Pen & Paper - Punk in Print - Dominic Williams
To many people who were not directly involved, the punk scene of the 1980s was gratuitously aggressive, confrontational and anti-social. Welsh poet, Dominic Williams, was not a punk, but three decades later he was offered the opportunity to investigate the punk movement in the most intimate manner. He and three other artists were given exclusive access to an archive of the personal correspondence, written over a period of ten years, between young people from over 35 countries around the world, all closely allied by punk music and culture.
This volume is a hybrid of essay, memoir and poetry; responding to an international community’s common interest in hardcore music and also, a shared set of ethical, social equality and environmental values. In a largely pre-digital world, the exchanges of letters in the archive demonstrate how the expansion the principles of punk culture were realised in contemporary twenty-first century campaigns and movements such as Extinction Rebellion, Me Too, Black Lives Matter and Veganism.
The greatest element of the political and social sub-culture that underpinned second wave of punk in the 1980s was the DIY ethic. If the movement seemed confrontational and anti-social it was because the members of this sub-culture were idealists and activists, reacting against the rampant capitalism and nationalism in Western society at the time. In a post-Brexit Europe the situation seems very familiar.
In 2018 the Jönköping County Archive, Sweden, took receipt of a box of material, the personal correspondence, some 35 years old, of three individuals who were involved in the punk scene in the town of Tranås in the eighties. The correspondence was a collection of fanzines, cassettes and personal letters from over 35 countries around the world. The correspondents were some of the ordinary young people of the second wave of punk music, the DIY punk movement. A group of young people who employed their creativity, innovation and political activism to very quickly establish an international network in a pre-digital era. Using cassette culture and postal services they created solidarity among young people around the globe. Their music was a common language for their cultural exchange and a shared set of values to achieve, in spite of governments and bureaucracies, a better world.
The punk letters project is a collective and collaborative artistic response by a small group of creative practitioners in Wales, Serbia, Croatia and Sweden to this “punk archive”. The response is based upon research into the archive and consideration of the continued existence of a punk or post punk culture in the twenty-first century. The outputs of the project are intended to promote the positive power and values of a DIY culture to young people of the 2020s. The individual creative responses of the artists involved enable their own new dialogue to emerge, based upon a common value structure.
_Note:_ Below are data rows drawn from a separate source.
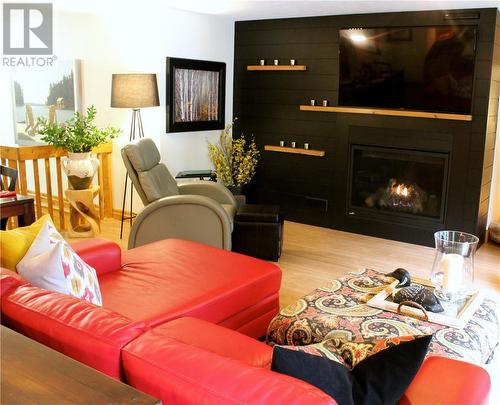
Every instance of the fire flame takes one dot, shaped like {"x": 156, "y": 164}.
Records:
{"x": 402, "y": 190}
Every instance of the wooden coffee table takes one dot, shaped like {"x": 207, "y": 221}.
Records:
{"x": 32, "y": 373}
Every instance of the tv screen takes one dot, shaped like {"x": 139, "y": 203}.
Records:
{"x": 413, "y": 68}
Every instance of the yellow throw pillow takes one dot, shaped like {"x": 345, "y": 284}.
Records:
{"x": 15, "y": 243}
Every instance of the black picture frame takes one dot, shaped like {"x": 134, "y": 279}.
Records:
{"x": 174, "y": 67}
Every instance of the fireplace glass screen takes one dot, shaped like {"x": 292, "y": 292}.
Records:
{"x": 400, "y": 181}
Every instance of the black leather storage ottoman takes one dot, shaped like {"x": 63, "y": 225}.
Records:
{"x": 258, "y": 231}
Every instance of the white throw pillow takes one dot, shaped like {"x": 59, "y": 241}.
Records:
{"x": 52, "y": 264}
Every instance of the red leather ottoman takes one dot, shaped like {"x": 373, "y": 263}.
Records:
{"x": 172, "y": 278}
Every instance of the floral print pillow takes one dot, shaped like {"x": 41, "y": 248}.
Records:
{"x": 52, "y": 264}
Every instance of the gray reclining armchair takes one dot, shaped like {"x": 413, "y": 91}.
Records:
{"x": 201, "y": 211}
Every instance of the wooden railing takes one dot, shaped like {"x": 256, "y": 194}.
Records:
{"x": 17, "y": 157}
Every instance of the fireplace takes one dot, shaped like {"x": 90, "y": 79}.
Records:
{"x": 400, "y": 185}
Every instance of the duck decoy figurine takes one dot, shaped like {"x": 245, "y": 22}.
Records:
{"x": 419, "y": 294}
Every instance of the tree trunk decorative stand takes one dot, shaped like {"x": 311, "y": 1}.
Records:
{"x": 83, "y": 217}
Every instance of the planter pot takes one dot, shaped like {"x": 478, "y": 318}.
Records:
{"x": 80, "y": 169}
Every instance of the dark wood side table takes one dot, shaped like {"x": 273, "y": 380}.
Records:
{"x": 32, "y": 373}
{"x": 20, "y": 206}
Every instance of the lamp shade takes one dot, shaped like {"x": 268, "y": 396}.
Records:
{"x": 134, "y": 90}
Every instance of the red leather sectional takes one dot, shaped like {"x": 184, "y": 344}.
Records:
{"x": 179, "y": 322}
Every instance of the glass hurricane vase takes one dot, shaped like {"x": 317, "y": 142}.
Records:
{"x": 453, "y": 268}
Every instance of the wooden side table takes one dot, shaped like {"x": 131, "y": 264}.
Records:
{"x": 19, "y": 206}
{"x": 32, "y": 373}
{"x": 84, "y": 220}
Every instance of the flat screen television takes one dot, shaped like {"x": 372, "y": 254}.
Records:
{"x": 412, "y": 68}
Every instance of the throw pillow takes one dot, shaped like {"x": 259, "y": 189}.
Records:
{"x": 15, "y": 243}
{"x": 380, "y": 379}
{"x": 52, "y": 264}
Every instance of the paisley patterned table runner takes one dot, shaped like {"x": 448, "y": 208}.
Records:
{"x": 338, "y": 310}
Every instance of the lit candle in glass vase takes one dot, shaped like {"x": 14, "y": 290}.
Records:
{"x": 452, "y": 266}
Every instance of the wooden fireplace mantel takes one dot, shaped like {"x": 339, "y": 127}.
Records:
{"x": 382, "y": 111}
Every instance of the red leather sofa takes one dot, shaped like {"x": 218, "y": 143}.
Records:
{"x": 179, "y": 321}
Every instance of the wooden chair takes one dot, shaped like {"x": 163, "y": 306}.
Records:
{"x": 7, "y": 173}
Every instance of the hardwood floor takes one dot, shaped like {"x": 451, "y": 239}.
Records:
{"x": 312, "y": 256}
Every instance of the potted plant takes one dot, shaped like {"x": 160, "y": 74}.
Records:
{"x": 78, "y": 136}
{"x": 235, "y": 160}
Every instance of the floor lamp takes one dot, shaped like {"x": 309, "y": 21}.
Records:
{"x": 135, "y": 91}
Pen and Paper : Punks in Print is a work of creative non-fiction produced as an artistic response to an archive of letters exchanged between punks in the 1980s and, in a true DIY punk style, it is a word-based collage. Williams provides responses not only to the content of the archive, which often manifest themselves in found poems, but also with prose and poetry that responds to his own creative process as well as the practices and the artistic outputs of his fellow artists. Williams uses personal anecdote and memory; alongside social commentary and verse; to create a narrative that embodies the full experience of participating in this contemporary arts project.